Objective
To review cases of canine conjunctival hemangioma (HA) and hemangiosarcoma (HSA) treated surgically at a referral center to establish success of surgical management, recurrence rates, and long‐term outcomes for patients.
Animals Studied
Retrospective record review of dogs that underwent surgery to remove histologically diagnosed conjunctival HA or HSA between April 2004 and April 2020 to collect data on signalment, tumor location, interval between initial presentation and surgery, tumor diagnosis, surgical dose, surgical margins, tumor size, recurrence and survival times.
Results
A total of 52 dogs (60 tumors) were included. The mean age of affected dogs was 8.69 years; the most affected breed was the Border collie (n = 13, 25%). 28 tumors were HA (46.67%) and 32 HSA (53.33%).
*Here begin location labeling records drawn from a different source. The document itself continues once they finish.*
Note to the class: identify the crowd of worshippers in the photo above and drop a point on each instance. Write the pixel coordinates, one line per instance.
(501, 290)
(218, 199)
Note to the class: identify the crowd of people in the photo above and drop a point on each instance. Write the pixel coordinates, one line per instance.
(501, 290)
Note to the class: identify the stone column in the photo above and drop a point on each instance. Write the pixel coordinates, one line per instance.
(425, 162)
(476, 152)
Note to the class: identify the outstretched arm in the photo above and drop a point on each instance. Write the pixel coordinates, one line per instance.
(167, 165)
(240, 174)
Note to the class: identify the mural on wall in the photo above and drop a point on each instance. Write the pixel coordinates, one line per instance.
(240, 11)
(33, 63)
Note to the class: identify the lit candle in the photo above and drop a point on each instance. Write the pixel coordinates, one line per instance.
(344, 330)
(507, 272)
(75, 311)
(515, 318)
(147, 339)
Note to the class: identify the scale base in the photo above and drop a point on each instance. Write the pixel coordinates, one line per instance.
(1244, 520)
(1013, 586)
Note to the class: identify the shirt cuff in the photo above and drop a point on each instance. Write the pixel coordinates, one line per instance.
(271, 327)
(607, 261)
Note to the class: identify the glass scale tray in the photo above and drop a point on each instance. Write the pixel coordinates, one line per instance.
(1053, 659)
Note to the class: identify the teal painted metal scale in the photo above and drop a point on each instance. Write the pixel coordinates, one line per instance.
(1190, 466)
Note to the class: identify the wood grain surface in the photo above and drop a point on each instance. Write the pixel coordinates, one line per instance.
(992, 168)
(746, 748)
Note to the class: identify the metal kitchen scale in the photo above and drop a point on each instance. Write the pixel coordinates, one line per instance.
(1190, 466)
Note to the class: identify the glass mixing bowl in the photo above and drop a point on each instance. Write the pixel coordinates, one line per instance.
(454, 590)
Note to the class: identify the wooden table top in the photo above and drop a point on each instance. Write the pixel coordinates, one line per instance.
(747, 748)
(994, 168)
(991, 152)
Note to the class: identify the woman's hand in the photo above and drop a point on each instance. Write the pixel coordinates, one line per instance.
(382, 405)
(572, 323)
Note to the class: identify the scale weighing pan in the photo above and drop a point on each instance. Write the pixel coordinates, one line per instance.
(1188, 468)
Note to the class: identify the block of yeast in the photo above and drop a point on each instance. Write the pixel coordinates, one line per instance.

Tumors occurred in three locations: the lateral bulbar conjunctiva (n = 37, 61.67%), the third eyelid margin (n = 19, 31.67%), and the ventral conjunctival fornix (n = 4, 6.67%). There was no site predilection for HA versus HSA. 97% of tumors occurred in non‐pigmented tissue. Corneal invasion was more likely to be a feature of malignant tumors. Five tumors were incompletely excised, one of which recurred. There was no statistical difference in likelihood of incomplete excision between HSA and HA. Six tumors (10%) recurred. HSA was not statistically more likely to recur than HA. Recurrence times ranged from 5 weeks to 1 year.
Conclusion
Surgical treatment of conjunctival HA and HSA is likely to be curative. There is a recurrence rate of 10% regardless of tumor type, and recurrence may be late in the course of the disease.